Chroniques / Jean-Baptiste Noé
Chroniques
Jean-Baptiste Noé
Chronique
Guerre d’Ukraine : laboratoire de l’innovation
par Jean-Baptiste Noé
La guerre d’Ukraine voit le développement et l’amélioration des techniques d’armement. Une transformation du champ de bataille qui conduit à des évolutions industrielles.
Chaque guerre d’ampleur conduit à des innovations techniques, qui sont elles-mêmes produites par la nécessité, pour les belligérants, de rompre le front et de prendre l’ascendant. Développement de l’aviation et des chars de combat, des sous-marins, des hélicoptères, autant d’innovation accélérée par les guerres.

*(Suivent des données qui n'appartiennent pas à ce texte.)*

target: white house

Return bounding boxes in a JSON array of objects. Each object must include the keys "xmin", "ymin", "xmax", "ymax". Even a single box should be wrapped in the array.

La guerre d’Ukraine ne fait pas exception. Avec cette particularité du monde militaire que les nouvelles techniques suppriment rarement les anciennes, mais les complètes. Ainsi, la Russie a-t-elle employé des chevaux et des ânes pour transporter du matériel, tout en utilisant aussi des moyens techniques d’une grande modernité. Le sous-marin n’a pas fait disparaître les navires, l’hélicoptère n’a pas remplacé l’avion. Parmi les innovations de la guerre d’Ukraine, qui sont souvent des améliorations, figurent les drones et les missiles.
Missiles hypersoniques
Les missiles hypersoniques sont l’une des grandes nouveautés de cette guerre, même s’ils ont été créés avant son déclenchement.
Le 21 novembre 2024, la Russie a ainsi revendiqué la réalisation d’une frappe à l’aide d’un missile hypersonique baptisé Oreshnik. Ce dernier ne dispose pas de détonateur : il s’agit d’une masse de plusieurs centaines de kilos, propulsée à une vitesse comprise entre Mach 6 à Mach 9, qui s’écrase sur sa cible à une vitesse de 3 km par seconde. Oreshnik est comme une catapulte qui enverrait une très grosse pierre à une très grande vitesse. Les Russes maîtrisent donc une technologie de pointe (la propulsion hypersonique) qui est couplée à une méthode très basique et vieille comme la guerre : le jet de projectile. Aujourd’hui, aucune armée ne dispose des moyens d’intercepter un tel missile, ce qui pourrait rendre caduc l’usage des porte-avions. Si le Charles-de-Gaulle était attaqué de la sorte, il pourrait être envoyé par le fond sans que son armada puisse le protéger. Mais le missile hypersonique coûte aussi très cher à produire, pour des dégâts finaux somme toute moindres qu’une bombe classique avec une lourde charge d’explosif. Ce que les Russes présentent comme une arme fatale, qui pourrait leur permettre de remporter la guerre comme les V2 devaient faire gagner Hitler, pourrait se révéler inutile du fait de son coût et par la capacité des Occidentaux à lui trouver une parade.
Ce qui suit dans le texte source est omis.